Tribunal Administratif de Nice — Décision N° TA06-2303911

mardi 22 octobre 2024

JuridictionTribunal Administratif de Nice
SectionTribunal Administratif de Nice
N° DossierTA06-2303911
TypeDécision
RecoursExcès de pouvoir
PublicationC
Formation6ème chambre
Avocat requérantALMAIRAC

Texte intégral

Vu la procédure suivante :

Par une requête, enregistrée le 4 août 2023, Mme B A, représentée par Me Almairac, demande au tribunal :

1°) d'annuler la décision implicite par laquelle le préfet des Alpes-Maritimes a rejeté sa demande d'admission exceptionnelle au séjour ;

2°) d'enjoindre au préfet des Alpes-Maritimes de lui délivrer un titre de séjour portant la mention " vie privée et familiale " dans un délai d'un mois à compter de la notification du jugement à intervenir et sous astreinte de 100 euros par jour de retard ;

3°) à défaut, d'enjoindre au préfet des Alpes-Maritimes de réexaminer sa demande dans un délai d'un mois à compter de la notification du jugement à intervenir et sous astreinte de 100 euros par jour de retard, et de lui délivrer, pour la durée du réexamen, une autorisation provisoire de séjour avec autorisation de travail ;

4°) de mettre à la charge de l'Etat une somme de 1 500 euros en application des articles 37 de la loi du 10 juillet 1991 et L. 761-1 du code de justice administrative.

Elle soutient que :

- son recours est recevable ;

- la décision en litige est insuffisamment motivée faute pour le préfet d'avoir répondu à sa demande de communication de motifs ;

- cette décision a été prise en méconnaissance de l'accord franco-sénégalais du 23 septembre 2006 et son avenant du 25 février 2008 ;

- elle méconnaît les dispositions des articles L. 423-23 et L. 435-1 du code de l'entrée et du séjour des étrangers et du droit d'asile ;

- elle méconnait les stipulations de l'article 8 de la convention européenne de sauvegarde des droits de l'homme ;

- elle méconnait la circulaire du 28 novembre 2012 ;

- elle est entachée d'une erreur manifeste dans l'appréciation de ses conséquences sur sa situation personnelle

La requête a été communiquée au préfet des Alpes-Maritimes, qui n'a pas produit de mémoire en défense.

Par ordonnance du 2 juillet 2024, la clôture d'instruction a été fixée au 23 juillet 2024.

Mme A a été admise au bénéfice de l'aide juridictionnelle totale par une décision du bureau d'aide juridictionnelle près le tribunal judiciaire de Nice le 6 juillet 2023.

Vu :

- les autres pièces du dossier ;

Vu :

- le code de l'entrée et du séjour des étrangers et du droit d'asile ;

- le code des relations entre le public et l'administration ;

- la loi n° 91-647 du 10 juillet 1991 ;

- le code de justice administrative ;

Les parties ont été régulièrement averties du jour de l'audience.

Le président de la formation de jugement a dispensé la rapporteure publique, sur sa proposition, de prononcer des conclusions à l'audience.

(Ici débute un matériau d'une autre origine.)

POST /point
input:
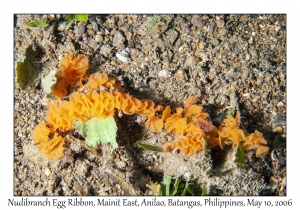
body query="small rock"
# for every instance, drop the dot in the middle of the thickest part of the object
(123, 58)
(118, 40)
(105, 50)
(171, 36)
(79, 30)
(47, 171)
(164, 73)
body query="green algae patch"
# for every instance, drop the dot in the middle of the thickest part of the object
(98, 131)
(26, 72)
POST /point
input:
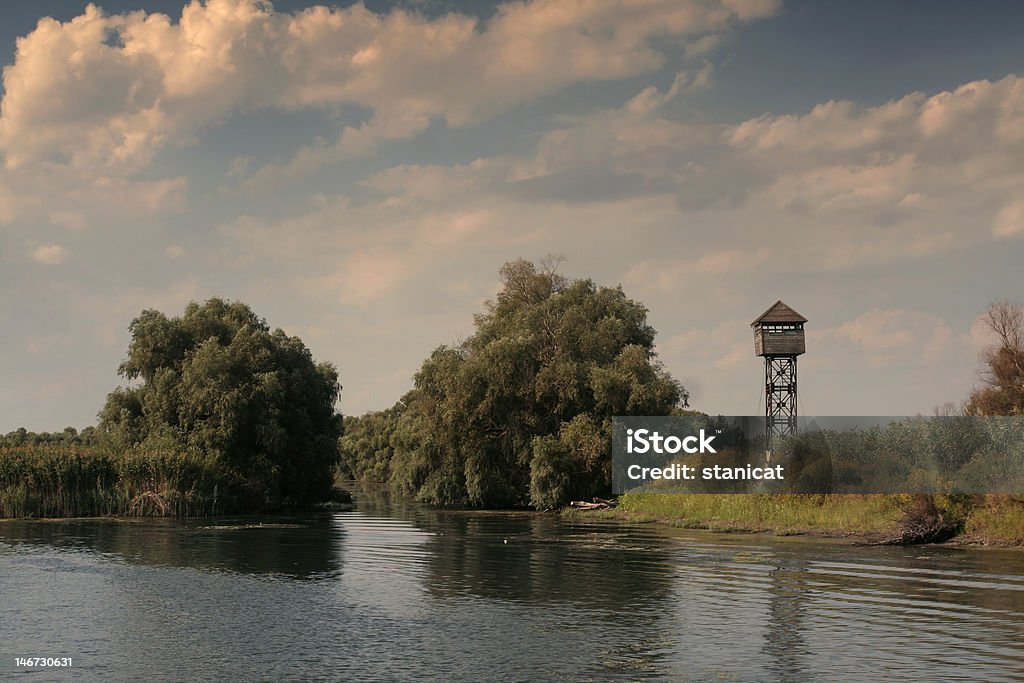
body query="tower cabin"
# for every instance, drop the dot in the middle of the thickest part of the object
(778, 332)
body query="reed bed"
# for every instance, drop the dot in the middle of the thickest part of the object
(56, 480)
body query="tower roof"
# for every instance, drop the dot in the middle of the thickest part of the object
(779, 312)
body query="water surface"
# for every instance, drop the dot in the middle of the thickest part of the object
(399, 592)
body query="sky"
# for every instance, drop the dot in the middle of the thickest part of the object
(358, 173)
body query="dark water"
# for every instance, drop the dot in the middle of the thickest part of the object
(397, 592)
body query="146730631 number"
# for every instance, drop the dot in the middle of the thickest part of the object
(42, 662)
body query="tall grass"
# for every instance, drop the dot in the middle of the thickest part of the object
(55, 480)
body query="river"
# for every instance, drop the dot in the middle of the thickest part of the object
(395, 591)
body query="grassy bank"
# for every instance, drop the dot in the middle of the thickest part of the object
(991, 519)
(70, 481)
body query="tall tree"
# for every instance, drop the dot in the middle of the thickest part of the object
(521, 411)
(217, 379)
(1003, 378)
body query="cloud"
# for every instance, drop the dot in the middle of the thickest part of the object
(73, 220)
(49, 254)
(1010, 221)
(111, 90)
(894, 335)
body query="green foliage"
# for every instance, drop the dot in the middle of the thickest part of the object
(217, 381)
(521, 411)
(366, 447)
(60, 480)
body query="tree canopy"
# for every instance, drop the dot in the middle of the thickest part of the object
(520, 412)
(1003, 379)
(218, 380)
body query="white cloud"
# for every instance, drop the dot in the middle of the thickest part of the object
(893, 335)
(111, 90)
(73, 220)
(1010, 221)
(49, 254)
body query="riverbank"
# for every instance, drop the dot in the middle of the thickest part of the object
(994, 520)
(90, 481)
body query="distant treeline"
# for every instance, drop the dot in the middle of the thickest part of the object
(226, 415)
(70, 436)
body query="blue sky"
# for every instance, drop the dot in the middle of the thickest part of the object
(358, 174)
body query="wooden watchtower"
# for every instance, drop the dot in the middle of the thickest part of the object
(778, 337)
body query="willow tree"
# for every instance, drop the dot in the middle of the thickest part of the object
(1003, 379)
(520, 412)
(218, 380)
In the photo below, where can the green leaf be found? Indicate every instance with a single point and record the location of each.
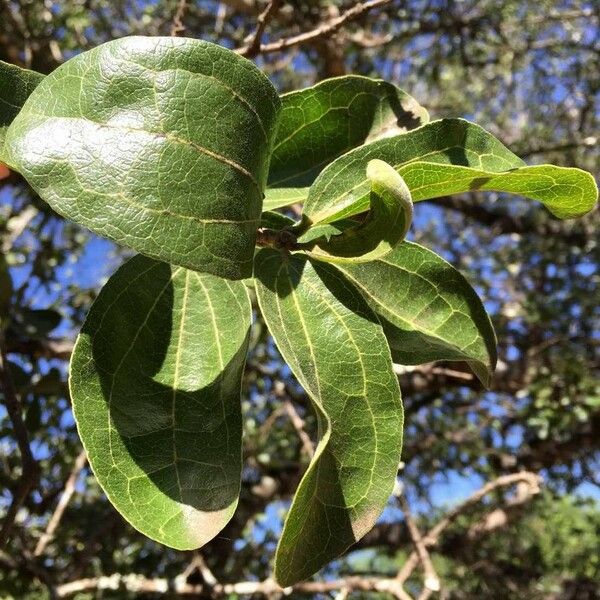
(155, 382)
(6, 289)
(448, 156)
(385, 225)
(280, 197)
(16, 84)
(336, 348)
(320, 123)
(428, 309)
(160, 144)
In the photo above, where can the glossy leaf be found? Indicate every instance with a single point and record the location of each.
(280, 197)
(320, 123)
(6, 289)
(336, 348)
(161, 144)
(16, 84)
(428, 309)
(447, 157)
(385, 225)
(155, 382)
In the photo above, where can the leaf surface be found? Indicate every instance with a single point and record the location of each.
(155, 382)
(336, 348)
(16, 84)
(320, 123)
(448, 156)
(160, 144)
(428, 309)
(385, 225)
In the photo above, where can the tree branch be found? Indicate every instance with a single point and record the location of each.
(325, 30)
(141, 584)
(30, 469)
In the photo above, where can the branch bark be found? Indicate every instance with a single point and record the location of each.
(323, 31)
(30, 468)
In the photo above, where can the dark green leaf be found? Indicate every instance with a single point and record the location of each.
(447, 157)
(336, 348)
(320, 123)
(16, 85)
(385, 225)
(155, 382)
(161, 144)
(428, 309)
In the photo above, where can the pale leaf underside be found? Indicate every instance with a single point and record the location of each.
(155, 383)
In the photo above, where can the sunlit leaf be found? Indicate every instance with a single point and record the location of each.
(155, 382)
(336, 348)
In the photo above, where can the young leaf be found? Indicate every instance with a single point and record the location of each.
(447, 157)
(320, 123)
(161, 144)
(385, 225)
(280, 197)
(336, 348)
(155, 383)
(428, 309)
(16, 85)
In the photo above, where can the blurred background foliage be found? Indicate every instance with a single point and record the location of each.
(528, 71)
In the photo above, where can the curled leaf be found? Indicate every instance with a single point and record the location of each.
(385, 225)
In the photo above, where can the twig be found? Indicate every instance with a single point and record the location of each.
(16, 226)
(141, 584)
(432, 537)
(253, 46)
(298, 424)
(30, 469)
(431, 579)
(325, 30)
(177, 27)
(66, 495)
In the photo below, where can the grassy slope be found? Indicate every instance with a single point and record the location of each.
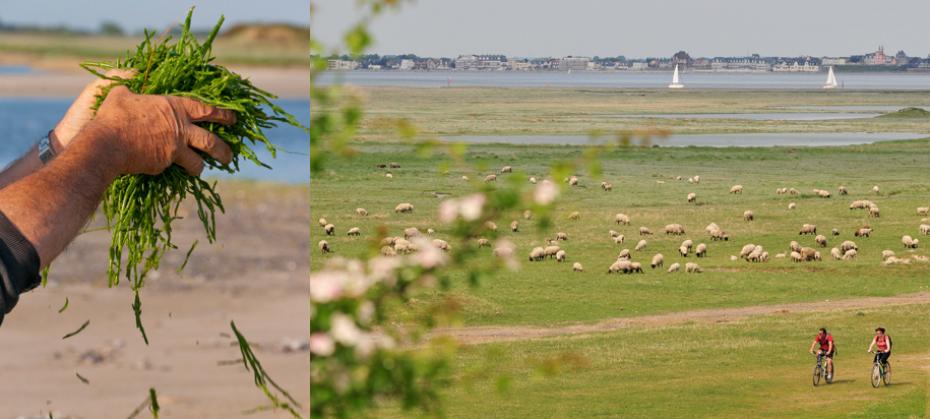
(522, 111)
(549, 293)
(758, 367)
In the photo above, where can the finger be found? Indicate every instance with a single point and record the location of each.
(190, 161)
(201, 112)
(202, 139)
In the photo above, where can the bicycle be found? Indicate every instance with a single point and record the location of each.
(881, 372)
(820, 370)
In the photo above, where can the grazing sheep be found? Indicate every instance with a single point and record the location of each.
(747, 249)
(442, 245)
(622, 219)
(551, 251)
(411, 232)
(701, 250)
(404, 207)
(807, 229)
(657, 261)
(846, 245)
(821, 240)
(674, 229)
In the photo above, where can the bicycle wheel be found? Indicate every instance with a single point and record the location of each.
(887, 377)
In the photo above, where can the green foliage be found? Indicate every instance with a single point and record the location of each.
(140, 208)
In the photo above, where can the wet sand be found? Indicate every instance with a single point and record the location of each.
(256, 274)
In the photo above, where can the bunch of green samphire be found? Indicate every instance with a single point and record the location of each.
(140, 208)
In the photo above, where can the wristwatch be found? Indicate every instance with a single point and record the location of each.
(46, 152)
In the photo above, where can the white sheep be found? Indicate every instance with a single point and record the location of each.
(657, 260)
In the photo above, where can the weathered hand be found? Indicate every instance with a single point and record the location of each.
(80, 112)
(147, 133)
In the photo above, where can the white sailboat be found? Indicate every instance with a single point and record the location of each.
(831, 80)
(676, 84)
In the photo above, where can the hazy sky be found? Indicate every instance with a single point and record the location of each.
(640, 28)
(134, 15)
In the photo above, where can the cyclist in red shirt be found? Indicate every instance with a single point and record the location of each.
(882, 343)
(827, 349)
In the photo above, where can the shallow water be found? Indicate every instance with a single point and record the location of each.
(702, 140)
(629, 79)
(24, 121)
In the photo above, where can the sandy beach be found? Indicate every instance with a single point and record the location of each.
(255, 274)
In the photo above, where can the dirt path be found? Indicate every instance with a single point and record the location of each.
(488, 334)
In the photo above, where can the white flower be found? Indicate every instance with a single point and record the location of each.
(344, 330)
(545, 193)
(321, 344)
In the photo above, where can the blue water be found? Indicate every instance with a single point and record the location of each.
(629, 79)
(24, 121)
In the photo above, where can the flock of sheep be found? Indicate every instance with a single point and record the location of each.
(624, 263)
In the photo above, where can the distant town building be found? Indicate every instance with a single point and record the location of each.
(341, 65)
(574, 63)
(796, 67)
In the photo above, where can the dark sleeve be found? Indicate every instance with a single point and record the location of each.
(19, 265)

Ont été entendus au cours de l'audience publique du 1er octobre 2024 :

- le rapport de Mme Gazeau,

- les observations de Me Begon, substituant Me Almairac, représentant Mme A.

Considérant ce qui suit :

1. Mme A, ressortissante sénégalaise, a, par un courrier reçu en préfecture le 26 septembre 2022, sollicité son admission exceptionnelle au séjour. Le silence gardé par le préfet des Alpes-Maritimes pendant quatre mois a fait naître une décision implicite de rejet, dont elle demande au tribunal l'annulation pour excès de pouvoir.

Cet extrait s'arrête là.